Note that when executed as normal Java classes outside the workbench, these methods use the file system, rather than the table registry.

Second, the project may have library dependencies besides tablesaw, e.g. SMILE for statistics and machine learning, and these will be available.

Third, standard output is captured by the console, so simplify programming and debugging.

Special xaw syntax

To allow creation of typed table instances, xaw provides the # <table-def> # syntax. <table-def> may just name a previously defined table type (see above) or inline the whole table type declaration. E.g.

var tab1 = # tab1 #

will declare a tab1 variable of type tab1 initialised to an (empty) tab1 instance. You can also inline the whole table type as follows:

val tab1 = # tab1: String name, double age # 

This will both declare the tab1 type and the tab1 variable as above. The table instance creation syntax may be used anywhere an expression is allowed. If used as the initial value in variable declaration, as shown here, the type name may be omitted, in case the variable name is used.

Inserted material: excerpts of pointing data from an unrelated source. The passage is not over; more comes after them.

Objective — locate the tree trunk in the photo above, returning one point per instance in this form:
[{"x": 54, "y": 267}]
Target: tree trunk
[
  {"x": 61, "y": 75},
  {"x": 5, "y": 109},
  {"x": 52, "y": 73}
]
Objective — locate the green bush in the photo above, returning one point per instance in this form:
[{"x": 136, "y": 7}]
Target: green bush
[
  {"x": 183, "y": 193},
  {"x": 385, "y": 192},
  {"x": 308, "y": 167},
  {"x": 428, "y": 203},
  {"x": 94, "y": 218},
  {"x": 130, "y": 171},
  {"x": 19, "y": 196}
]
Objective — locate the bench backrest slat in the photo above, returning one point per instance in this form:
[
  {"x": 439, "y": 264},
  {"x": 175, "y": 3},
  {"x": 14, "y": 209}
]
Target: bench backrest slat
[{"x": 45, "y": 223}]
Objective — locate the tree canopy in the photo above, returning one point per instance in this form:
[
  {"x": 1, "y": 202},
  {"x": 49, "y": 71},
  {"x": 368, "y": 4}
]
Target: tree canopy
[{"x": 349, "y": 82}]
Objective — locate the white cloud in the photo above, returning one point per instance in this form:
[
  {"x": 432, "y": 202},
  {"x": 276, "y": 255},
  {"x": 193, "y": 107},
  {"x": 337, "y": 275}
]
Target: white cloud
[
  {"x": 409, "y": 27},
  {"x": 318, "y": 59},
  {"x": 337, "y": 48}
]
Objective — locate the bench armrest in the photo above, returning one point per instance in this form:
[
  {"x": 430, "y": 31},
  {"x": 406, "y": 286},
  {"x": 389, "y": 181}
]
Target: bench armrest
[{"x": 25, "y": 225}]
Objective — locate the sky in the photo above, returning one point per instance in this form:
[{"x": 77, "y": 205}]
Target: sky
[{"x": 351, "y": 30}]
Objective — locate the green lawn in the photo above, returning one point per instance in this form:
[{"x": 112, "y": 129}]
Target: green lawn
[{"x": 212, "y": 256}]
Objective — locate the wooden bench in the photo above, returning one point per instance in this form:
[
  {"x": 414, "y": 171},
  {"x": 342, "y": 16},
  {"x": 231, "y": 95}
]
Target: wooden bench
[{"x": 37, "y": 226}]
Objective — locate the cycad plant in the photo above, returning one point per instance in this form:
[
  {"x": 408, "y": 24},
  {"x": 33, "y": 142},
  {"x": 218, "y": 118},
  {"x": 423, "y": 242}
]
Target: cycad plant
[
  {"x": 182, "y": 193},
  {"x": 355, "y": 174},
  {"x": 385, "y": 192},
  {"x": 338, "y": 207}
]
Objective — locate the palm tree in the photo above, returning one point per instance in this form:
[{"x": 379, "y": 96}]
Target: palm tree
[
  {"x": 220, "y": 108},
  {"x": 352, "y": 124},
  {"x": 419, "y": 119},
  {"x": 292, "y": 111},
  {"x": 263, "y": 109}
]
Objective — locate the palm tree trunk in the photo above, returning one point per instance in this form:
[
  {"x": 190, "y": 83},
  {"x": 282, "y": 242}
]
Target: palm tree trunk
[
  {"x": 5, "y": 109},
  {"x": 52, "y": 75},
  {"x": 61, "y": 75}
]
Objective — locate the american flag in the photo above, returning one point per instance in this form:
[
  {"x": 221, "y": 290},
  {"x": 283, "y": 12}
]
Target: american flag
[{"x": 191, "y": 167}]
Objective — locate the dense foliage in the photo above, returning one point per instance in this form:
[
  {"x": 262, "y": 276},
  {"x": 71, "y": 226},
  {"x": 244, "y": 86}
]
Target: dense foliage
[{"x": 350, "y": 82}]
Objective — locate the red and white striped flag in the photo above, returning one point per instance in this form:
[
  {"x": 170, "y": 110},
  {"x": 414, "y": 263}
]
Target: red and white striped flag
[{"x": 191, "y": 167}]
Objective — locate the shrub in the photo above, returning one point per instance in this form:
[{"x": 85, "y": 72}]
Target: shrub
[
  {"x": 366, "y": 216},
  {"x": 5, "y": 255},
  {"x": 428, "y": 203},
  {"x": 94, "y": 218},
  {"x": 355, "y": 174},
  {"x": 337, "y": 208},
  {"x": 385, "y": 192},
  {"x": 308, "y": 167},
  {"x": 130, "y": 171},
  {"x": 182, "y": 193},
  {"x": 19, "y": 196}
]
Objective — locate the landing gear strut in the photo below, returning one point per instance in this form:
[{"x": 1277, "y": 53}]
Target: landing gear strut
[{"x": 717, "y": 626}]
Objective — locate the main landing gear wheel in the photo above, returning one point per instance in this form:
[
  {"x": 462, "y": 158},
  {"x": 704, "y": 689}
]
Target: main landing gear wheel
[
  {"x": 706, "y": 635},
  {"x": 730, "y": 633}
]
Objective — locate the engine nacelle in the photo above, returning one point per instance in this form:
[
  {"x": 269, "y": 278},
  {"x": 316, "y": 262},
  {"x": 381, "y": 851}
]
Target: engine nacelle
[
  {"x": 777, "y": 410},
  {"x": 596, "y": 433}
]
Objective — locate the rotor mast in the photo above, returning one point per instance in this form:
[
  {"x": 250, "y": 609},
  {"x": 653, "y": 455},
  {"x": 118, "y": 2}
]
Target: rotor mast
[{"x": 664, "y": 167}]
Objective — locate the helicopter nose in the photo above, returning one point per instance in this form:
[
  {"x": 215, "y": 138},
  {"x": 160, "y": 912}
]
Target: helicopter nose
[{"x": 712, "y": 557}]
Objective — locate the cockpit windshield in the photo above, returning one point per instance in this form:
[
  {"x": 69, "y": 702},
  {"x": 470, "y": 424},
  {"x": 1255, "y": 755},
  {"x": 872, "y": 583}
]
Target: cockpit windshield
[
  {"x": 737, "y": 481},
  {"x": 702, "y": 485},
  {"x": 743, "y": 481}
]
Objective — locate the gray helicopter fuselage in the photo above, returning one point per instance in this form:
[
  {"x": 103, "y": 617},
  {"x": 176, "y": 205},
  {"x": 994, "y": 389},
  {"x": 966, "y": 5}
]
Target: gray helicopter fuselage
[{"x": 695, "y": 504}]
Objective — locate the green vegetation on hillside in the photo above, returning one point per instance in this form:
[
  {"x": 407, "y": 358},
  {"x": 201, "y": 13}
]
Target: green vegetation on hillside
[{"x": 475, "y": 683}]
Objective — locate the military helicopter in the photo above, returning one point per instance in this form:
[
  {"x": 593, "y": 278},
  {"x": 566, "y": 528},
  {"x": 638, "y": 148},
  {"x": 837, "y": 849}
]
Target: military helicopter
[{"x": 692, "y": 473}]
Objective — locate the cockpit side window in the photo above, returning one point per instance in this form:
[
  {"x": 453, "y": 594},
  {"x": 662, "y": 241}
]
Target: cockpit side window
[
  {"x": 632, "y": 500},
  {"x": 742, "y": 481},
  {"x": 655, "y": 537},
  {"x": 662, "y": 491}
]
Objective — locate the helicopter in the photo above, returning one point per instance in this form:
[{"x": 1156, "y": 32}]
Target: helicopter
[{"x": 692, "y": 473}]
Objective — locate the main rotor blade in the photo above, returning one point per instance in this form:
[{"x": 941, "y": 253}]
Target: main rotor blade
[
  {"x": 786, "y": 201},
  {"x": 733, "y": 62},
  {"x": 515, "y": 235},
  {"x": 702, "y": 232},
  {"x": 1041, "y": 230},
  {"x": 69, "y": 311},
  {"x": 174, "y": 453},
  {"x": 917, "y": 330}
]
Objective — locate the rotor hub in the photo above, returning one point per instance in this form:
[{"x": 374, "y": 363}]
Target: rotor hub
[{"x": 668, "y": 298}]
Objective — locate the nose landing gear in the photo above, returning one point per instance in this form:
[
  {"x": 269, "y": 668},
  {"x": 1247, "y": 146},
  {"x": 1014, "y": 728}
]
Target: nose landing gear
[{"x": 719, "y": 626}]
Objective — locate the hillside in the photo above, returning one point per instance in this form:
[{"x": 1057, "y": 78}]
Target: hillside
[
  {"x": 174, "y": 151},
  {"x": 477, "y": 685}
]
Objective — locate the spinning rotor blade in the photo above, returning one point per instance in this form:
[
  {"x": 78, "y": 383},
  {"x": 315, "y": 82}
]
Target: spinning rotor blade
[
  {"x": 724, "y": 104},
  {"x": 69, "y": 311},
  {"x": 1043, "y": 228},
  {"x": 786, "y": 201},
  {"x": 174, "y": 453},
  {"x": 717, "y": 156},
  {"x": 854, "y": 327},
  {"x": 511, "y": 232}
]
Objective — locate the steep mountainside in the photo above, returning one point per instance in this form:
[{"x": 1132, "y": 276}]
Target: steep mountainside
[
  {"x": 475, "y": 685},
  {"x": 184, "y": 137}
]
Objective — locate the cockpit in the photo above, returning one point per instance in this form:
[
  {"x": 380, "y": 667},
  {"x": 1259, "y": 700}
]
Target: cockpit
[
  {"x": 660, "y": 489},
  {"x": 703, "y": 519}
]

The contents of the new table instance may be provided in two ways. If nameColumn and ageColumn columns were prepared in advance, we could populate the table as follows:

val tab1 = # String name = nameColumn, double age = ageColumn #

Alternativel, we could fill the table with specific contents, where each element is an expression of the appropriate type:

val tab1 = # String name,   double age  #
| "Hallvard",   52|
| "Marit",      54|

Since there are specialised columns for time, both date and time of day, corresponding literals are supported:

var day = @16-11-1966 // LocalDate variable
var time = @11:38:05  // LocalTime variable

The @ character is also used for URL literals, e.g. @"https://hallvard.github.io/etablesaw". In many cases, a simpler variant may be used, e.g. the same literal could be written as @"hallvard.github.io/etablesaw. Since the double forward slash is used for comments, it was difficult to support the full URL syntax without the quotes.

Helper methods may be defined using the def keyword. These do not see top-level script variables, since the corresponding Java methods are static.

Special xaw operators

The underlying Xbase expression language supports operator overloading and custom operators. In addition to the standard Xbase operators like +, -, +=, -=, >> and <<, we have added & for evaluating a predicate, and &, |, &= and |= for handling (row) selections.